The scatter plot matrix (as shown below in
Figure 13) visually supports these findings, showing positive trends in the relationships between these variables, particularly for Like vs. Content and View vs. Content. These results highlight significant interrelationships among views, likes, content quality, and correctness. The strongest association was found between likes and content quality, suggesting that user engagement, as measured by likes, is closely tied to the perceived quality of the content.
These findings have important implications for content creators and platform managers, emphasizing the need to produce high-quality, accurate content to drive user engagement and visibility. Future research could explore the causal relationships between these variables and investigate other factors that might influence content performance and user engagement. Understanding these dynamics can help optimize content strategies and improve the overall quality of information available to the public.
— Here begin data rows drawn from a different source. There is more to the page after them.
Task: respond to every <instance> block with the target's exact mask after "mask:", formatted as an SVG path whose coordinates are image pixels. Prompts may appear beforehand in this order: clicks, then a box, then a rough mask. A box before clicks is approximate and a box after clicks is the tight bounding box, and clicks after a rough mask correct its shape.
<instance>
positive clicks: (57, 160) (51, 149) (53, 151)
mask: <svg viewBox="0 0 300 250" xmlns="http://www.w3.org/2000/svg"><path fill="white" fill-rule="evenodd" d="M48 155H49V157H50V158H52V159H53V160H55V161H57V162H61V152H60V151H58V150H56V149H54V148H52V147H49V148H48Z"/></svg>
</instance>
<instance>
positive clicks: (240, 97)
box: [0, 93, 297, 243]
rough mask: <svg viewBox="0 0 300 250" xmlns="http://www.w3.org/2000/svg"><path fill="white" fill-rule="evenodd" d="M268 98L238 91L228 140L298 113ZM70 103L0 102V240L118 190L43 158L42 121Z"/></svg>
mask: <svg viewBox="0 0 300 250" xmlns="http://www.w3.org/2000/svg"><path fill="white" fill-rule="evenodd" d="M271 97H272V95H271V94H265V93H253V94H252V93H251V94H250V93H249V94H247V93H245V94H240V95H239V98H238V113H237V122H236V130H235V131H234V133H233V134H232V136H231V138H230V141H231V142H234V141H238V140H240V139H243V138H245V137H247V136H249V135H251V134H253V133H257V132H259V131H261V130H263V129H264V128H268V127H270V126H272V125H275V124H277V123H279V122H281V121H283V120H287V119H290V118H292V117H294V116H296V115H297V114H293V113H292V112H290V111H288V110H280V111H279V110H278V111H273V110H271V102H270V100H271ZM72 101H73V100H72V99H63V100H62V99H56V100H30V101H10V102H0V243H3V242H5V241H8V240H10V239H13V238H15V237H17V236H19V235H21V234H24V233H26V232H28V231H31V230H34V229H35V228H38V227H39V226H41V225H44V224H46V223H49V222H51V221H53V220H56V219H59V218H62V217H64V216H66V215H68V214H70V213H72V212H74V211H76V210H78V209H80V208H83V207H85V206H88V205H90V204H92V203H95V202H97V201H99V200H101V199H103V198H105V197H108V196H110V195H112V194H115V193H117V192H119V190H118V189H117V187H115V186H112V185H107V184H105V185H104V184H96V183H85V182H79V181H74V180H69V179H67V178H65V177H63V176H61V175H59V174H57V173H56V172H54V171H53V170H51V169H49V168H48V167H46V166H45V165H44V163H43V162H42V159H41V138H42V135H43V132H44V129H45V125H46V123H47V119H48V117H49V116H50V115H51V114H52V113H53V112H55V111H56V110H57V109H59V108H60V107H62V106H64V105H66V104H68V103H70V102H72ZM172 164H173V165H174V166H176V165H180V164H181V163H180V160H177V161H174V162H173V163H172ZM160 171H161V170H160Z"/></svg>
From the overall study, it was concluded that the content produced by doctors generally had higher content scores compared to that produced by non-doctors. This finding underscores the superior quality and reliability of information provided by professionals with medical training. Despite this, the analysis revealed that there was no strong correlation between view rate and content quality, suggesting that a higher number of views does not necessarily indicate better quality content. However, a strong positive correlation was observed between like rate and content quality. This indicates that while people may watch various videos, they tend to like content based on its reliability and authenticity. Essentially, likes are a more accurate reflection of the perceived quality and trustworthiness of the content rather than just the number of views. This relationship highlights the importance of producing high-quality, accurate content to garner positive user engagement and trust.